An omnivore myself, I remember making a vegetarian friend and inquiring where we could eat. To my great relief, she said fries and shakes are ok, to which I replied, you're my type of vegetarian!
For example, consider the Beyond Meat burger, ever popular on fast-food menus. I've heard vegans point out that it is five times less environmentally friendly than traditional legume and grain vegan burgers, yet fail to discuss how much more environmentally friendly it is than beef burgers–the comparison intended by the manufacturer. No vegan or vegetarian they had "ever met" would opt for one of these burgers implying somehow that vegans must remain on the fringe to keep their edge. What we need is to inspire more vegan cooking and eating, not more ways for vegans to remain on the fringe.
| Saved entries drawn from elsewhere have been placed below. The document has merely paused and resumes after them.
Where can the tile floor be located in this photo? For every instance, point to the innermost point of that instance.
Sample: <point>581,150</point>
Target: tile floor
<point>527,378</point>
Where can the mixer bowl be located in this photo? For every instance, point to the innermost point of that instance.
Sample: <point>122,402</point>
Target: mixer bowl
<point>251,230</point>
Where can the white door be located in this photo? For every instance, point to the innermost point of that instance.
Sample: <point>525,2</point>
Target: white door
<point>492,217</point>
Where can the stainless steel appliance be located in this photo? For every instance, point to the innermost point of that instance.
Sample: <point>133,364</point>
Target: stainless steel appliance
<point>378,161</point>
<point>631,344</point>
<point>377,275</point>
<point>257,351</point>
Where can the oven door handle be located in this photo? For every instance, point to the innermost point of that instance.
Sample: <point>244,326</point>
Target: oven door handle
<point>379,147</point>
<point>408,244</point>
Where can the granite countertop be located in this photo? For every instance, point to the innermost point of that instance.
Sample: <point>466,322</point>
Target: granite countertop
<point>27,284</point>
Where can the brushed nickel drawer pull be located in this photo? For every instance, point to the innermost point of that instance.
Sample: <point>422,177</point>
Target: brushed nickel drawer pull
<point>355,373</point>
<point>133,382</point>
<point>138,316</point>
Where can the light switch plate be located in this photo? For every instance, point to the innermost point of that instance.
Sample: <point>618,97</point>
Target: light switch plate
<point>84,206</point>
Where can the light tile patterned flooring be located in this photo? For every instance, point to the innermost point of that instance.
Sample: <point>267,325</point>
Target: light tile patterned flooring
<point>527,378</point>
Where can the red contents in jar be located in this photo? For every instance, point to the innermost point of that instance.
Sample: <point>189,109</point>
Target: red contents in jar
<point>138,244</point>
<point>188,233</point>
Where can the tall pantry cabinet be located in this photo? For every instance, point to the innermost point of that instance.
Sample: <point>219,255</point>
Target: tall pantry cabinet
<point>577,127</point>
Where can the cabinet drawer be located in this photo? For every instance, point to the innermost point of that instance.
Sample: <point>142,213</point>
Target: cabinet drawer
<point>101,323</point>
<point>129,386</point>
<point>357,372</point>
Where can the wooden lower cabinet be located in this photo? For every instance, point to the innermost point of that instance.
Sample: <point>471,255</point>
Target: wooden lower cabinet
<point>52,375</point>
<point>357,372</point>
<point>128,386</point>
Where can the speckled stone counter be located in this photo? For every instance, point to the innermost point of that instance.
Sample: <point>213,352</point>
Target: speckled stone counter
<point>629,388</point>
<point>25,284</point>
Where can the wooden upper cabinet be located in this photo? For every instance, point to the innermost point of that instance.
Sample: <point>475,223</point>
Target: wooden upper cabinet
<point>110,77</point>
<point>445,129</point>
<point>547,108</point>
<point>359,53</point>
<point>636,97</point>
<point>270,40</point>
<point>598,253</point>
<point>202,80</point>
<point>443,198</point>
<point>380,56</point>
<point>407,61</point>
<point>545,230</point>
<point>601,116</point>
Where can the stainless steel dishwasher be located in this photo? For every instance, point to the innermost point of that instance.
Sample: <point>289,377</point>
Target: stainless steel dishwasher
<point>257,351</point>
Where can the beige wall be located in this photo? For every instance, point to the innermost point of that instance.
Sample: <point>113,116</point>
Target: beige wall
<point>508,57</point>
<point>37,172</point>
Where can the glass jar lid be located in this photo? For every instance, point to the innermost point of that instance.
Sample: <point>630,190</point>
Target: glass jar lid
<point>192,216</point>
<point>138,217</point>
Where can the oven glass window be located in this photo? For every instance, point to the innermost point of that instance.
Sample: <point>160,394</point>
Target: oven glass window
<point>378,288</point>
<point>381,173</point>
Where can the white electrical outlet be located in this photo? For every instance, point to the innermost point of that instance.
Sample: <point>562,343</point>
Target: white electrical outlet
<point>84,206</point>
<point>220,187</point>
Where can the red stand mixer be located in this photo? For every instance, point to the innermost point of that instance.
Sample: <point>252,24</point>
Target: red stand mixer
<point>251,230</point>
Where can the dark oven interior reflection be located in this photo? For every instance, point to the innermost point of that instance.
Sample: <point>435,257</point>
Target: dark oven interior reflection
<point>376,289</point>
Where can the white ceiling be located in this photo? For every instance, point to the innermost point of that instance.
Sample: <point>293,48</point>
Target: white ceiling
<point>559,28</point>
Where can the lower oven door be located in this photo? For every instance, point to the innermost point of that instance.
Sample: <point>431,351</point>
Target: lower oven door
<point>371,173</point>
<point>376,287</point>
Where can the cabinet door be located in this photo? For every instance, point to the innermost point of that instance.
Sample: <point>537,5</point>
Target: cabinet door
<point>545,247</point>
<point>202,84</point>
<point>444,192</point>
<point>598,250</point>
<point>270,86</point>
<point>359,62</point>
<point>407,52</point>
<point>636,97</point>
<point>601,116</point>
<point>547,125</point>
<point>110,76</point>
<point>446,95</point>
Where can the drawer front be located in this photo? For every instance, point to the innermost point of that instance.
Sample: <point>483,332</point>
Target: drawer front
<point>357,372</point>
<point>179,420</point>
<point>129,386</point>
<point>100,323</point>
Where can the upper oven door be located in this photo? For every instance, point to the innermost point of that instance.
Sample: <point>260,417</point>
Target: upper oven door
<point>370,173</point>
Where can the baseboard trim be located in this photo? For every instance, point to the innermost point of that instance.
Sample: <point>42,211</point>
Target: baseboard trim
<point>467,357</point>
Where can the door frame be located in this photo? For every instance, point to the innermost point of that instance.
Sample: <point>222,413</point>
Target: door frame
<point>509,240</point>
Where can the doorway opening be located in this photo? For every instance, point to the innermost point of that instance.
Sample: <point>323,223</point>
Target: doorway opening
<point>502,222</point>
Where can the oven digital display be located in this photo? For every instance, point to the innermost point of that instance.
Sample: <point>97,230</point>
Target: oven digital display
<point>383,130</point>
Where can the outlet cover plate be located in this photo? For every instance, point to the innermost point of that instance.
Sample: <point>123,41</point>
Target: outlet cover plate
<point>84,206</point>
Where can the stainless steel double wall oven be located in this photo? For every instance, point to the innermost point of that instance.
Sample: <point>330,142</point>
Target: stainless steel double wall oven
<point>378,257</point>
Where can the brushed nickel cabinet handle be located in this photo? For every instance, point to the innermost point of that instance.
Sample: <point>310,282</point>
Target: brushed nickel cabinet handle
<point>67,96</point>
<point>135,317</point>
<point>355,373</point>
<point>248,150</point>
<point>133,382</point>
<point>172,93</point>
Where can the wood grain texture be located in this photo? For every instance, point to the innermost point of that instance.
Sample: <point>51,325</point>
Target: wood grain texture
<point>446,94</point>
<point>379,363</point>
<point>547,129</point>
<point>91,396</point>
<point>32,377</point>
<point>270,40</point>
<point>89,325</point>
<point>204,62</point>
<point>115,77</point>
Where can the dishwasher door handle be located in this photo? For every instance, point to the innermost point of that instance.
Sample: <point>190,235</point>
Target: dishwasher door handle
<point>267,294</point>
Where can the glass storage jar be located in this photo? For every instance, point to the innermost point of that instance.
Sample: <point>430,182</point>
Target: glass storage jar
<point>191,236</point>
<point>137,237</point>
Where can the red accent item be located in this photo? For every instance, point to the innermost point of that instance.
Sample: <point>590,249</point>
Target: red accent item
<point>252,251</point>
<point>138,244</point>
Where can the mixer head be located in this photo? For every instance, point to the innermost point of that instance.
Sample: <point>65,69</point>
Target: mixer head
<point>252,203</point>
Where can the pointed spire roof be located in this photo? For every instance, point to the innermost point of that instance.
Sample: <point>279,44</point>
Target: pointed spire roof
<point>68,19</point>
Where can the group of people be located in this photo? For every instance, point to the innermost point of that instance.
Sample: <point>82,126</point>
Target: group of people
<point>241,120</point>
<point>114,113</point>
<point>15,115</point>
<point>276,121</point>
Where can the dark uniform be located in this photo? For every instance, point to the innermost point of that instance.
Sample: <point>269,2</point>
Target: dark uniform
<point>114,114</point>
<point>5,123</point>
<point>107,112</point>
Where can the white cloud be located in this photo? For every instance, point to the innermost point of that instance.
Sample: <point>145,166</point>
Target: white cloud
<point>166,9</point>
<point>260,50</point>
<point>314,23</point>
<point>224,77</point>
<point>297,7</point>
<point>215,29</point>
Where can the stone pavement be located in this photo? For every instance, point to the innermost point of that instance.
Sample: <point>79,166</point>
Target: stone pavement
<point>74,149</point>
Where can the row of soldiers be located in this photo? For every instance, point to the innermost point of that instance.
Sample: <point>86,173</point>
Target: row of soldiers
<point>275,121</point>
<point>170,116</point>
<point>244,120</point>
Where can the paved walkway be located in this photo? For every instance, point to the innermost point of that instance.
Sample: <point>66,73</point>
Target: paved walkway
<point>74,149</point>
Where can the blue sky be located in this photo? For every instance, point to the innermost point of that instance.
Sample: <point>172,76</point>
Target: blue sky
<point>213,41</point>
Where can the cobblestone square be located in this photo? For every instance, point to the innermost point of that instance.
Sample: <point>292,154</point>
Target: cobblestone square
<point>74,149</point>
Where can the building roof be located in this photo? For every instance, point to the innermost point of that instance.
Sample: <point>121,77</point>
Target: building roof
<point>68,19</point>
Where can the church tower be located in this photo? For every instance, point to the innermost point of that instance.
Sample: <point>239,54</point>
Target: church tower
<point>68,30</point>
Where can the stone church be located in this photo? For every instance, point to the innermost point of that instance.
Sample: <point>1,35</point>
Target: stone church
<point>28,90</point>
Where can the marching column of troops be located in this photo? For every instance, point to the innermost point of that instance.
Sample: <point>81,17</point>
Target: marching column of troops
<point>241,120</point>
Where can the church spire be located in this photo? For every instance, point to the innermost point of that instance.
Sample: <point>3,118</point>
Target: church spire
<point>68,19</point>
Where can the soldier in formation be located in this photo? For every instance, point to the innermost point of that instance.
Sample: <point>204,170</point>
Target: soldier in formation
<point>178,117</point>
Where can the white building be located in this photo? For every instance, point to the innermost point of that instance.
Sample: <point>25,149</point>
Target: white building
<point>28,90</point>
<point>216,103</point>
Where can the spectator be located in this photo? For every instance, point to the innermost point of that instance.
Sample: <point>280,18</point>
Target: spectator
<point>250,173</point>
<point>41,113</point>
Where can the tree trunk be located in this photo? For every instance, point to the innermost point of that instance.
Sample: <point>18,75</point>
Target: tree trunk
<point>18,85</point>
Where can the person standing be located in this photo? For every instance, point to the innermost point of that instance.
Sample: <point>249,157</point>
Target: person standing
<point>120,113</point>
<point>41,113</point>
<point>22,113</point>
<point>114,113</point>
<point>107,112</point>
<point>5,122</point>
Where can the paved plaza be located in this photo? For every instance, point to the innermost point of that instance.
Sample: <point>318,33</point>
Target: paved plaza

I've heard vegans conflate different historical periods into one to create a mythology of beef consumption in America that aligns it with white male capitalism. I ask myself, do we really want to politicise and polarise eating–not cooking, but eating–to this extent? Are vegans thus non-capitalists--communists or socialists? I feel that sometimes vegans don't consider the implications of what they say.
Personally, I do not eat to subvert. I might, on occasion, cook as an act of subversion but even then rarely as cooking is a transitory act and subject to constant change. (Consider, for example, the fact that there is no plagiarism in cooking.) Eating is even more transitory. But more importantly should we not approach what we eat with a childlike wonder about why it tastes so good as opposed to a stale rice-cake stiffness about why we should eat it? I do not mean to imply that vegan meals cannot be delicious, but rather that some vegans embody the stereotype of the vegan conspicuous meat eaters are weary of. What we really need now is an image of veganism that reflects the fact that cooking and eating are acts of sharing and acts of pleasure.
Eating vegan food is an act of kindness not only to the earth and your own body, but also to your fellow human. So vegans, invite meat-eaters over for dinner, and meat-eaters vegans. And when you discuss the differences in what you eat, keep it tasty and keep it funny. We are not like oranges and apples, because when we eat them we are all vegans.